Acusação por assassinato de cidadãos americanos em 1996 eleva tensão e pode sinalizar ação militar dos EUA contra a ilha
O governo dos Estados Unidos indiciou o ex-presidente de Cuba, Raúl Castro, por assassinato e conspiração para matar cidadãos americanos. As acusações estão relacionadas à derrubada de dois aviões civis pertencentes à organização de exilados cubano-americanos “Irmãos ao Resgate”, ocorrida em 1996. O episódio resultou na morte de quatro pessoas, sendo três delas cidadãs americanas.
À época do ataque, Raúl Castro ocupava o posto de ministro da Defesa de Cuba e, segundo os procuradores, teria dado a ordem para o abate das aeronaves. Além da acusação de assassinato, o indiciamento inclui as charges de conspiração para matar cidadãos americanos e destruição de aeronaves.
O procurador-geral interino, Todd Blanche, afirmou que os Estados Unidos dispõem de diversas maneiras de levar Castro à Justiça.
Pressão econômica, militar e diplomática
O indiciamento se insere em um contexto de escalada de pressões americanas sobre Havana. Washington mantém um severo embargo econômico contra Cuba e um bloqueio ao fornecimento de petróleo, o que mergulhou a ilha em grave crise energética e humanitária.

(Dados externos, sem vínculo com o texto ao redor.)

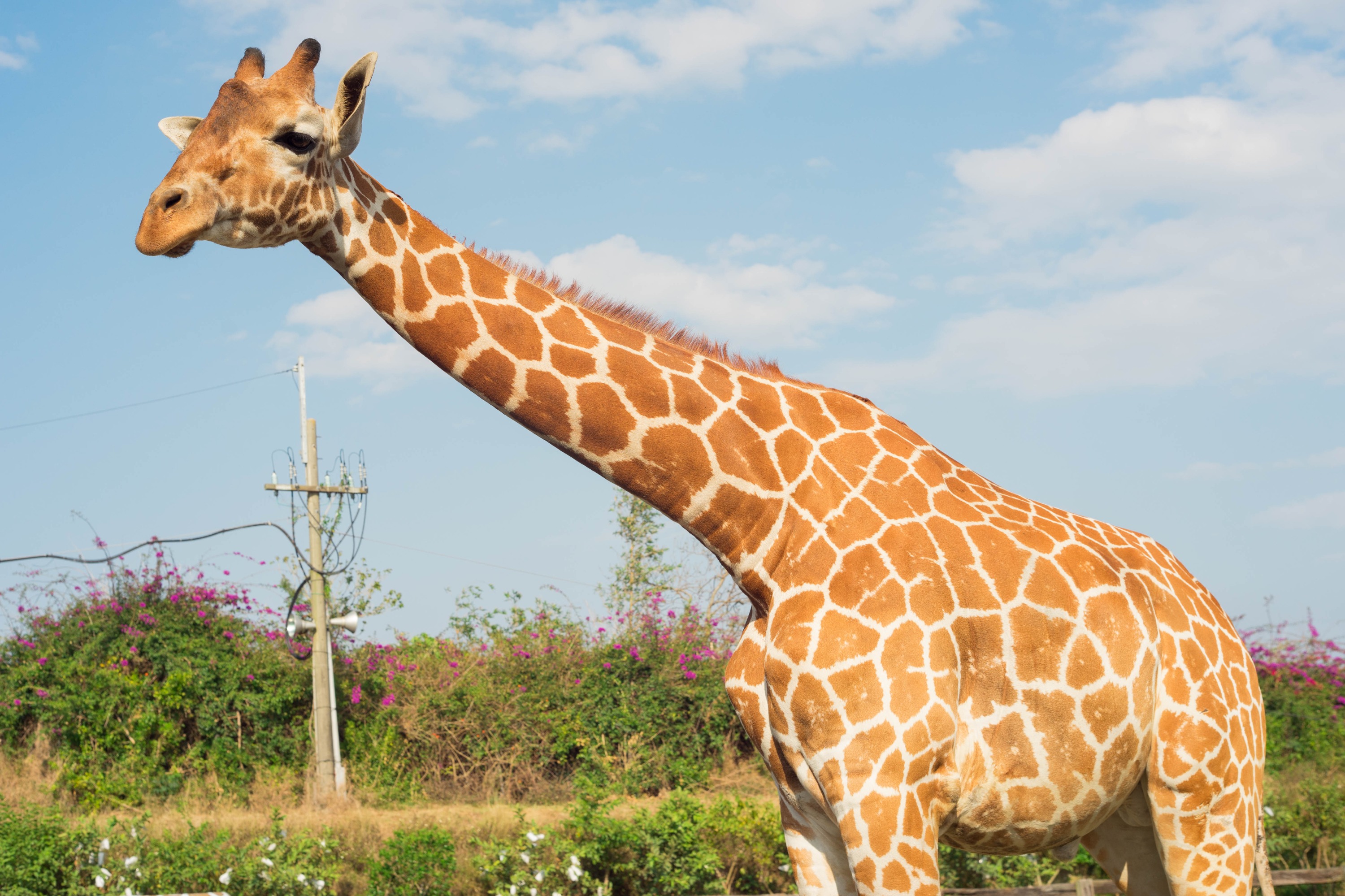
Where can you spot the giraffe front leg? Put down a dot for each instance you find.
(892, 844)
(817, 849)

No campo militar, o porta-aviões USS Nimitz, capaz de transportar mais de 70 aeronaves de combate, chegou ao Caribe, intensificando os temores de uma ação indireta contra o país. Miguel Díaz-Canel, que lidera o governo cubano, já prometeu resistência armada caso qualquer força de invasão entre no território nacional.
O analista de Internacional da CNN Lourival Sant’Anna destacou que, dias antes do indiciamento, o diretor da CIA, John Ratcliffe, esteve em Havana no dia 14 de maio levando uma mensagem da administração americana.
A mensagem exigia que Cuba deixasse de ser um hub de espionagem para países como China, Rússia e Irã, oferecendo em troca prosperidade econômica e o fim do embargo.
Dois dias depois, Cuba anunciou a compra de 300 drones do modelo Shahid, do Irã, com doutrina de emprego russa e inteligência de alvos chinesa. “A combinação iraniana. É um pacote difícil de engolir”, comentou Sant’Anna.
Cuba como alternativa após impasse no Irã
O analista para a América Latina da Rane Mário Braga avaliou que o indiciamento de Raúl Castro segue a mesma lógica adotada no caso da Venezuela, buscando dar um “verniz de legalidade” a uma eventual operação de captura ou ação militar, enquadrando-a como uma medida de “law enforcement”.
Segundo Braga, após a situação no Irã não ter evoluído conforme a ambição inicial da administração americana, Cuba surge como uma alternativa para redirecionar o foco político e oferecer uma narrativa de vitória. “Cuba surge como uma alternativa, seja de redirecionar o foco, seja de mudar o debate doméstico”, afirmou o analista.
Braga ponderou, no entanto, que o regime cubano é coeso e que parte de suas forças armadas possui viés ideológico consolidado, o que tornaria qualquer ação militar mais complexa do que aparenta.
Ele ressaltou ainda que, diferentemente da Venezuela, Cuba não dispõe de commodities de interesse imediato para os americanos, mas que o setor de turismo, o mercado imobiliário e recursos minerais como o cobre podem representar atrativos econômicos relevantes.
“O Trump tem um império imobiliário, e isso também entra como um ângulo que a gente tem que levar em consideração ao pensar na abordagem do Trump em relação à Cuba”, observou Braga.
Cuba sinaliza disposição para negociar
Apesar da escalada de tensões, o governo cubano tem adotado uma postura de abertura ao diálogo. Segundo Lourival, durante a visita de Ratcliffe, representantes cubanos garantiram que não autorizariam nem apoiariam ações terroristas contra os Estados Unidos, nem permitiriam o uso do território cubano para esse fim.
Além disso, o embaixador de Cuba nas Nações Unidas concedeu entrevista ao jornal The New York Times sinalizando disposição para negociar. O secretário de Estado dos EUA, Marco Rubio, fez um discurso em espanhol no aniversário de 124 anos da independência de Cuba, propondo uma nova via para as relações entre os dois países.
Paralelamente, parte do Senado americano avançou com um projeto que forçaria a administração a encerrar o conflito no Irã ou a pedir autorização do Congresso para continuá-lo. A medida ainda precisa passar por dois novos votos no Senado e seguir para a Câmara dos Representantes.
Para o analista da Rane, o movimento legislativo pode servir tanto como pressão sobre a administração quanto como um recurso político para atribuir aos democratas eventuais fracassos na política externa. “Se não der certo, foi porque os democratas bloquearam ou enfraqueceram a postura que o Trump poderia ter”, analisou Braga.